Archived-At: <https://mailarchive.ietf.org/arch/msg/ppm/Mrb8o-F1YxMXESRS-GROBAYxW1A>
Subject: Re: [Ppm] Batch selection and use cases for DAP
X-BeenThere: ppm@ietf.org
X-Mailman-Version: 2.1.39
Precedence: list
List-Id: Privacy Preserving Measurement technologies <ppm.ietf.org>
List-Unsubscribe: <https://www.ietf.org/mailman/options/ppm>, <mailto:ppm-request@ietf.org?subject=unsubscribe>
List-Archive: <https://mailarchive.ietf.org/arch/browse/ppm/>
List-Post: <mailto:ppm@ietf.org>
List-Help: <mailto:ppm-request@ietf.org?subject=help>
List-Subscribe: <https://www.ietf.org/mailman/listinfo/ppm>, <mailto:ppm-request@ietf.org?subject=subscribe>
X-List-Received-Date: Fri, 15 Jul 2022 01:00:54 -0000

Hi Shan (please forgive the late reply!),


> I definitely support adding first class support for different batch
> selector in the protocol, especially for the size based selector.

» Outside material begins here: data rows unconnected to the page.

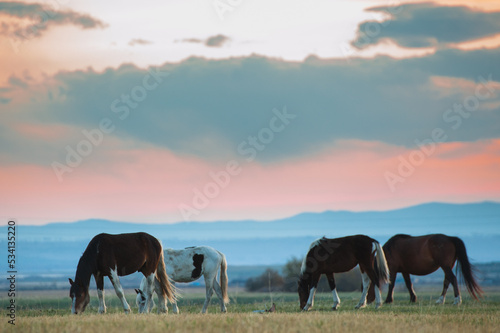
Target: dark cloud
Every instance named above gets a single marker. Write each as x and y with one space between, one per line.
428 25
191 40
41 17
208 107
216 41
213 41
15 81
139 41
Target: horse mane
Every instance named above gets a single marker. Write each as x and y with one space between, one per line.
88 262
390 243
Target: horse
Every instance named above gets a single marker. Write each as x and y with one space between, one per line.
188 265
119 255
423 255
329 256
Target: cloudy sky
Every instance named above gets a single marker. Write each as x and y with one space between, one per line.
203 110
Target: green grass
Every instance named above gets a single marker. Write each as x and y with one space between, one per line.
46 313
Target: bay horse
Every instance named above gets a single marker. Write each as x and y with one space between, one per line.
119 255
423 255
188 265
329 256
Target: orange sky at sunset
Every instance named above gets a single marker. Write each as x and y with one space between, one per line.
313 106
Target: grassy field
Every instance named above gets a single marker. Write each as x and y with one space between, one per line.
50 312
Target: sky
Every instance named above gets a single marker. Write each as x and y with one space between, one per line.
203 110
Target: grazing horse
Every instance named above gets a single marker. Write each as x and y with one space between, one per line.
424 255
189 265
119 255
329 256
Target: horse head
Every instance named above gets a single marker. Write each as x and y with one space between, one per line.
79 295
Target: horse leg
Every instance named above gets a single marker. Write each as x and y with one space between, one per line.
442 298
333 287
218 292
409 285
150 280
366 285
99 280
162 302
392 283
119 290
373 279
312 292
448 275
209 278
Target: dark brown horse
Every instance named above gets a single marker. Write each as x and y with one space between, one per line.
329 256
424 255
119 255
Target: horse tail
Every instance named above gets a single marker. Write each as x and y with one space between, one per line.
223 278
167 289
381 268
466 269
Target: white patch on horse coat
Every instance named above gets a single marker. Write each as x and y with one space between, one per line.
179 267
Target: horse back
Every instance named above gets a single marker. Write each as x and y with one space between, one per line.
341 254
128 253
420 255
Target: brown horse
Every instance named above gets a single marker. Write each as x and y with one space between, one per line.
424 255
119 255
329 256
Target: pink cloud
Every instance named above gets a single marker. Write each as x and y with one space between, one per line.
150 184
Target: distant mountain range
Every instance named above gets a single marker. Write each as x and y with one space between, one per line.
57 246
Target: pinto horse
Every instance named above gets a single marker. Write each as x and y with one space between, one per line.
188 265
424 255
119 255
329 256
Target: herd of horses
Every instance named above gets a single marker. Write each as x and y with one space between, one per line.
124 254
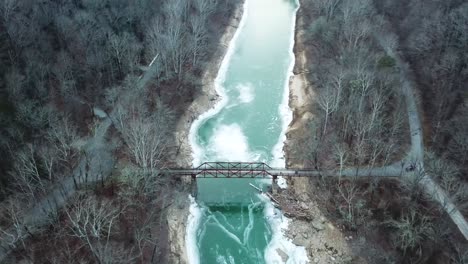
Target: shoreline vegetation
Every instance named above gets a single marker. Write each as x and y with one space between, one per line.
110 170
178 214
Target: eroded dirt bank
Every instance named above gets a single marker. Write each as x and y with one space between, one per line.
179 211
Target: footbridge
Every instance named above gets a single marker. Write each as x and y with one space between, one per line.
249 170
246 170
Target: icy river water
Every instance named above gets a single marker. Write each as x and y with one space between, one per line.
229 221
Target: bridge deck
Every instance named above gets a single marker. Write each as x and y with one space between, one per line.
261 170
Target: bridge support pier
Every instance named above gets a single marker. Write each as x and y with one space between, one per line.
193 185
274 185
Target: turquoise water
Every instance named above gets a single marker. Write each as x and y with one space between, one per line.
232 225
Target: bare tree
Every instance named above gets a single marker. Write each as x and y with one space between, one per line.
92 222
411 230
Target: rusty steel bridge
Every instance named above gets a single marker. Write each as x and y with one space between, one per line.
246 170
249 170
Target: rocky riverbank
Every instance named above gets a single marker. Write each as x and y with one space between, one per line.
324 242
179 211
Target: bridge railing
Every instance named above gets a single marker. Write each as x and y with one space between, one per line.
233 170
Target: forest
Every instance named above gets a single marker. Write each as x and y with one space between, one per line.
86 86
362 59
91 91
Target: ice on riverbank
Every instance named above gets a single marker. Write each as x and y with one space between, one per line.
279 223
194 219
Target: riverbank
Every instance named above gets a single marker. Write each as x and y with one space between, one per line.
309 227
178 213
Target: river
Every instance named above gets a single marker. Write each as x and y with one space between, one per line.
229 222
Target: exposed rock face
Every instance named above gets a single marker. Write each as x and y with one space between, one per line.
177 221
179 212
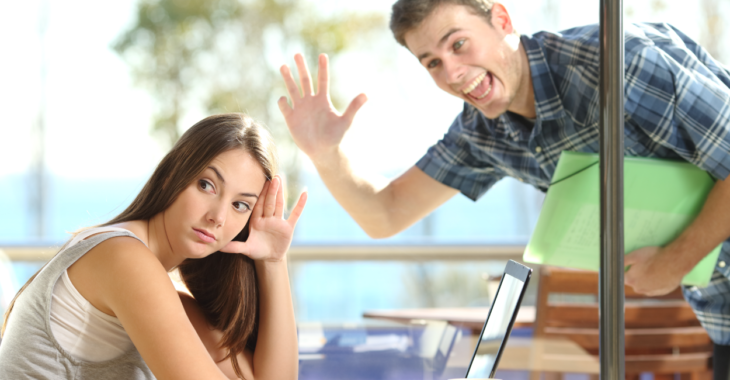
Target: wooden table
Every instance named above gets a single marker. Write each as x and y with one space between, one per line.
469 317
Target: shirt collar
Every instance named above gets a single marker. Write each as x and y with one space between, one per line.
547 102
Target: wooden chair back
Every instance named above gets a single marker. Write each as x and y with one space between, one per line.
662 334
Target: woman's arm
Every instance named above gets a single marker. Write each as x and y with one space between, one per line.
277 351
276 354
212 338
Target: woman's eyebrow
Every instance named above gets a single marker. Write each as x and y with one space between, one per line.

I can see
> it benefits the following use cases:
>
> 1). Tasks that need aggregate result as soon as privacy guarantee is met,
> rather than waiting for a fixed interval to elapse.
> 2). Tasks that need similar sized batches (therefore similar
> signal-to-noise ratio) to compare results of different batches.
> 3). Tasks that need strong privacy guarantee based on batch size, for e.g.
> central differential privacy.
>
> With batch size based collection, aggregators just need to make sure each
> client report falls in only one batch, and only emit a batch when its size
> has met `min_batch_size`. This selection is easier to understand and
> arguably simpler to implement, also it doesn't subject to privacy
> concerns associated with interval slicing, as mentioned by issue195 (
> https://github.com/ietf-wg-ppm/draft-ietf-ppm-dap/issues/195)
>

Thanks for pointing to these use cases. And I agree, this seems somewhat
conceptually simpler than what we have today.


> I think Chris's straw man design is a good starting point. For
> `BatchSelector.fixed` type, collector creates a `batch_id` to identify a
> collection, so multiple request to the same `batch_id` return the same
> result (if `max_batch_lifetime` > 1).
>
> Upon receiving `CollectReq` of fixed type, leader does
> {{batch-parameter-validation}} but skipping any checks to do with interval,
> instead it checks if the same batch_id has been collected before. Then
> leader begins working with the helpers to prepare shares for this
> `batch_id` (or continues this process, depending on the VDAF).
>
> In {{aggregate-flow}}, instead of sorting each report share into interval
> based buckets, leader and helper can save them to `aggregate_share`
> identified by `aggregate_job_id`. The leader can send `batch_id` along with
> `aggregate_job_id` to helpers using `AggregateReq`, so helper can associate
> `batch_id` with multiple `aggregate_job_ids`. The same `batch_id` can be
> used to collect prepared `aggregate_shares` during {{collect-aggregate}}
> flow.
>
> Alternatively leader can associate `batch_id` with `aggregate_job_ids`
> internally, then send helpers the list of `aggregate_job_ids` for a
> `batch_id` during {{collect-aggregate}} flow. This way `AggregateReq` can
> remain unchanged.
>
> Also `batch_interval` is used as AAD in Aggregate Share Encryption (
> https://github.com/ietf-wg-ppm/draft-ietf-ppm-dap/blob/main/draft-ietf-ppm-dap.md#aggregate-share-encryption-aggregate-share-encrypt). For
> the `fixed` selector, `batch_id` or hash of `aggregate_job_ids` list should
> be used instead.
>

Yup, this all sounds reasonable to me. We can work out the details in a PR.

Chris P.